3.11.10

Miedo a la muerte y deseo de Dios

A las 12:08 PM, por J. Fernando Rey
Categorías : Espiritualidad
 

“Dios no hizo la muerte, ni goza destruyendo a los vivientes. Todo lo creó para que subsistiera” (Sab 1, 13).

La muerte no es obra de Dios, y, por consiguiente, es mala. Podría decirse, incluso, que Dios odia la muerte, como odia el pecado. Cometen una gran injusticia quienes culpan a Dios de la muerte de los seres queridos, porque no habría muerte si el hombre no hubiese pecado. En Getsemaní entendimos que la muerte hace llorar a Dios.

Cuando un ser querido sale de este mundo, las lágrimas jamás suponen una falta de fe. No comprendo a quienes se dirigen a los familiares afligidos de un difunto con palabras de reproche: “¿Por qué lloráis? ¡No lloréis, que nuestro hermano está vivo, ha partido hacia Dios!”… Me pregunto si le hubiesen dicho lo mismo a Jesús mientras lloraba la muerte de su amigo Lázaro.

Es cierto que, cuando un cristiano muere en gracia de Dios, después de recibir los sacramentos, y con el auxilio de la oración, podemos tener la certeza de que su muerte es un viaje hacia el Cielo. También es cierto que no sabemos cuánto durará ese viaje, y, entre tanto, debemos orar por él. Pero todas esa certezas no nos ahorran ni una lágrima. No lloramos porque pensemos que algo malo le ha sucedido; lloramos porque ya no lo vemos, porque le llamamos por teléfono y no se pone, porque vamos a su casa, y no está ahí. Lloramos por nosotros, no por él. La separación que supone la muerte, aunque temporal, es dolorosísima. No entender ese dolor es renegar de la condición humana.

Tampoco el miedo a la muerte supone falta de fe. Puesto que la muerte es mala, el miedo que experimentamos hacia ella es bueno. Por lo que a mí respecta, siento unos enormes deseos de ir al Cielo; cada día que pasa, esos deseos son mayores en mí. Pero, al mismo tiempo, el mero pensamiento de la muerte me produce pánico. Sólo entiendo que una persona no tema a la muerte en dos circunstancias: o bien ha recibido una gracia muy especial, como la recibieron los mártires que acudieron cantando al suplicio, o bien se trata de un enfermo que ha perdido el juicio, y hay que vigilarlo muy de cerca. Una persona que no teme a la muerte se expone a cometer actos temerarios que lo pongan en riesgo inútilmente. Existe un tercer caso en que entiendo esa falta de miedo ante la muerte: cuando se tienen veinte años, quizá uno puede permitirse pensamientos románticos que jueguen con la muerte como con un poema; al fin y al cabo, algo nos dice que el enemigo está a la distancia suficiente como para tomarlo por un soneto.
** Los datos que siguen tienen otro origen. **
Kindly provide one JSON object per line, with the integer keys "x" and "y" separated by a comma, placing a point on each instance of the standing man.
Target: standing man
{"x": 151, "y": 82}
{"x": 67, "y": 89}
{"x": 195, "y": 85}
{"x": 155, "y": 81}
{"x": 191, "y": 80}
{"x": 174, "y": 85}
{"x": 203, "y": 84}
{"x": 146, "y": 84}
Pero bastará una visita al médico, y un diagnóstico severo, para que todo el romanticismo salte hecho pedazos y el cuerpo comience a temblar… Normal.

Cuando Dios mismo, hecho carne, se tendió sobre la muerte en una Cruz y la abrazó en un dramático “cuerpo a cuerpo”, la transformó para siempre. Lo que hasta entonces era la maldición suprema y el zarpazo de Satanás sobre los pecadores fue convertido, merced al Sacrificio de Cristo, en el acto de Amor más grande contemplado jamás por la Historia. Cristo no murió; entregó la vida. Y, al hacerlo, reventó la maldición, e hizo saltar en pedazos el muro de la muerte, abriendo en él una puerta con forma de Cruz hacia la Vida. Desde entonces, la mano llagada del Señor se tiende sobre la muerte para todo cristiano que quiera tomarla y ser llevado a la Gloria. La muerte de un cristiano debería ser la prolongación de la Pasión y Muerte de Cristo. “Si con Él morimos, viviremos con Él” (Tim 2, 11). Jamás debería decirse, de un cristiano, que “ha muerto”, sino que “ha entregado la vida”.

Ver a Jesús Crucificado esperándome en el día de mi muerte no ha logrado borrar de mi alma el miedo a morir. No me resulta extraño, puesto que el mismo Jesús se acercó a la muerte con “pavor y angustia” (Mc 14, 33). Pero me conforta el saber que Él estará allí, tendido en mi cruz, como me conforta experimentar que, por grande que sea el miedo a morir, mayores son los deseos de vivir contemplando su Divina Faz por toda la eternidad.